What’s cracking? - a beginner’s guide to manipulation
Many of us have heard our joints crack, either by complete accident, DIY, your mate picking you up in a big (pre-covid) bear hug or by a professional. So, what's happening when your joints crack?
While it goes by a number of names - cracking, manipulation, adjusting, cavitation, poping and clicking - us professionals call this technique HVLA (high velocity low amplitude).
To many people’s disappointment, when we use HVLA, we don’t adjust the alignment of the bones or “put them back in place”.
The technique invloves skilfully "locking up" the joint, by placing it in a position which localises tension (via the joint, ligaments and/or tissue), to the segment or joint we wish to adjust. We then apply a quick, short thrust to create a cavitation, which can produce the popping sound.
Current evidence suggests that the 'pop' is caused when the fluid, that is naturally present within the majority of our joints, is placed under specific tension, causing the body to rapidly form a gas bubble within the joint, potentially resulting in an audible release.
It is important to highlight that this technique is ideally performed with finess, not force, and that the success of the technique does not rely on the 'click'. Although not as exciting, a cavitation can be as effective without the 'pop'.
Following HVLA, the joint may experience an increase in range of motion, reduction in pain and increase in mobility.
The relief that is associated with HVLA, is generally short lived and is best used in combination with other treatment techniques and rehabilitation exercises.
Why we use it.
So, you may be asking, why we use this technique if the results are only short lived?

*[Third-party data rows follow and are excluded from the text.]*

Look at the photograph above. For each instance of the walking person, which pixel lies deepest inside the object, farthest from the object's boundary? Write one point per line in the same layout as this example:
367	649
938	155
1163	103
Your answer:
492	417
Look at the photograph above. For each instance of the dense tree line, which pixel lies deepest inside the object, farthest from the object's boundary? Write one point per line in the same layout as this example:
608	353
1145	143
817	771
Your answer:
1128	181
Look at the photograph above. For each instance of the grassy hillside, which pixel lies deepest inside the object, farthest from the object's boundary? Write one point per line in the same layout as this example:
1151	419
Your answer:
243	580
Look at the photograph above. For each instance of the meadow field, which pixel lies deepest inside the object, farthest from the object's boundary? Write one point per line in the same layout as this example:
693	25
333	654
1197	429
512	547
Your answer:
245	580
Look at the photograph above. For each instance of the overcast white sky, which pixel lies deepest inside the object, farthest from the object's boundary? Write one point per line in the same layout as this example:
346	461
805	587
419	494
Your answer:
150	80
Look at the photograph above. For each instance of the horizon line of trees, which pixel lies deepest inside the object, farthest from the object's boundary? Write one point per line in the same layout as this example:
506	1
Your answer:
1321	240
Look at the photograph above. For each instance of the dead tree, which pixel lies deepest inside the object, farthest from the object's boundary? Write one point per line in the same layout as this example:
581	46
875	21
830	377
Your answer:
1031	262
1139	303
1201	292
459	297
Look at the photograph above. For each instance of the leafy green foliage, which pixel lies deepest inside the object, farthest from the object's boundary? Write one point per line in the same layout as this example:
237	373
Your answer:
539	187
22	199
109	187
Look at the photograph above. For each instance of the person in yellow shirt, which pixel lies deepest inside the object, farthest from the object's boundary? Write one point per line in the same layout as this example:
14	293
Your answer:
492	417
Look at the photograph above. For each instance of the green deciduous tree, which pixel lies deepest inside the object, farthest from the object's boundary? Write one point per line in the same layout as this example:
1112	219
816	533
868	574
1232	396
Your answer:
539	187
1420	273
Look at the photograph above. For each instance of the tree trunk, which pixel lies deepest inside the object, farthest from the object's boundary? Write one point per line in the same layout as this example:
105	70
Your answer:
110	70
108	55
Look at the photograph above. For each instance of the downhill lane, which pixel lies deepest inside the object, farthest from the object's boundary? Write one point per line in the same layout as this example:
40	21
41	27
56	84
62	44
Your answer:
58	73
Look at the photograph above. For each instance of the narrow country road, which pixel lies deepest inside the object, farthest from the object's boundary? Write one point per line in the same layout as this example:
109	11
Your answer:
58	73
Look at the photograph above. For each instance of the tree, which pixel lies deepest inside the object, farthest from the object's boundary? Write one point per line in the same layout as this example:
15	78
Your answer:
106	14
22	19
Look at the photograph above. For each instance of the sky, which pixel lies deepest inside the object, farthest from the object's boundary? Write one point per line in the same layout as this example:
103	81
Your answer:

The short-term changes we see allow us to get a decrease in pain, and increase in movement, which helps to improve overall function. An increase in function permits more efficient movement, which in turn will lead long-term change and improvement in overall pain and movement.
Is it safe?
As with any manual therapy technique, there are risks associated with performing it. At Retrain Health, your practitioner will take an indepth past medical history and perform a thorough assessment, to see which techniques may be right for you. Additionally, they will go through any risks that are associated with the techniques beforehand.
The side-effects that can occur from HVLA are usually transient in nature and will generally resolve themselves within 48-72 hours after your treatment. This includes generalised fatigue or tenderness in the area.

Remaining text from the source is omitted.